To this end, I'm going to call the thing sketched above "the Mercury protocol". Yes, this breaks the original classic spacecraft naming analogy where Gopher is Mercury, but oh well, this is just a label. A label which allows us to pose questions like the following (wherein "Gemini" is understood to mean "Gemini as currently specced"):
I'm going to be pondering these questions, and I invite you to do so as well! Some quick initial observations follow.
Taking the current Gemini spec document and removing all the parts that this proposal does away with, the resulting document is about 33% shorter, as measured by number of lines. Given that Gemini as currently specced still has the open questions mentioned above, which will inevitably require more detail in the spec, the final difference could be something like 50%, which is far from trivial. It's not so easy to quickly do a comparison for code, but all the experimental client certificate stuff in AV-98 is not trivial, and neither is the TOFU stuff. So there's a real difference in weight here. A good bit of the difference in spec weight comes from my wordy descriptions of optional line types and all the status codes, which don't necessarily have a matching implementation weight. TLS is driving the bulk of that.

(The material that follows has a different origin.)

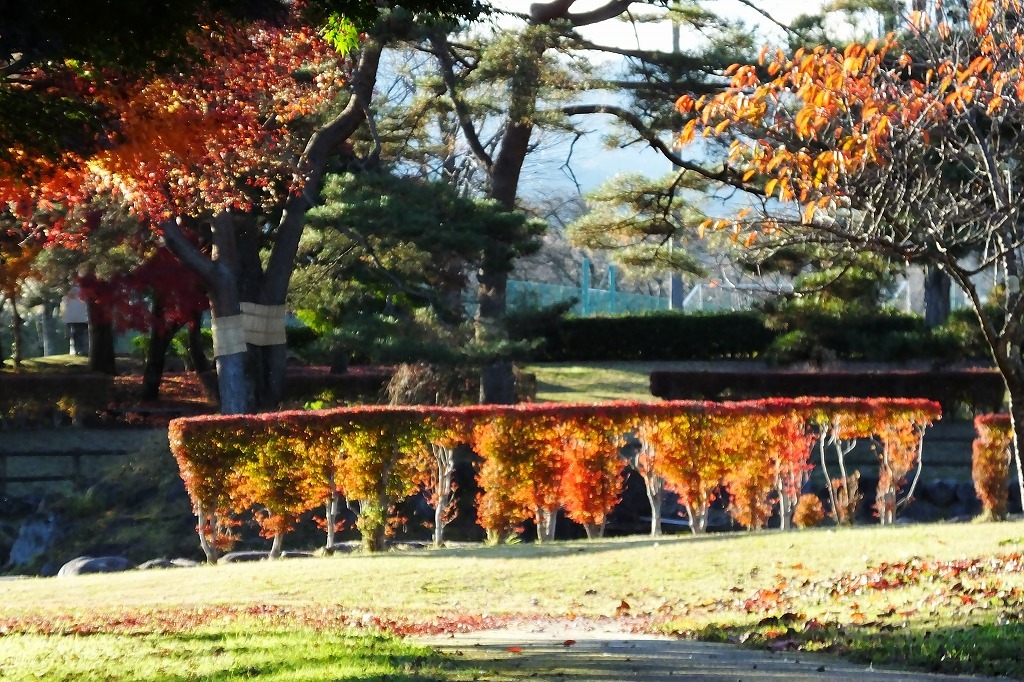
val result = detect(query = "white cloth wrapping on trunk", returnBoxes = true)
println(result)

If you're coming from a web-only background, Mercury might seem at first glance stripped back to the point of uselessness. But actually, it's either on equal footing with or clearly more powerful than Gopher in every respect I can think of. Literally everything that happens in Gopherspace could happen in a hypothetical Mercuryspace too. That might not be everything that anybody could ever want from the internet, but it's certainly not trivial, either. It's enough to build a vibrant community around.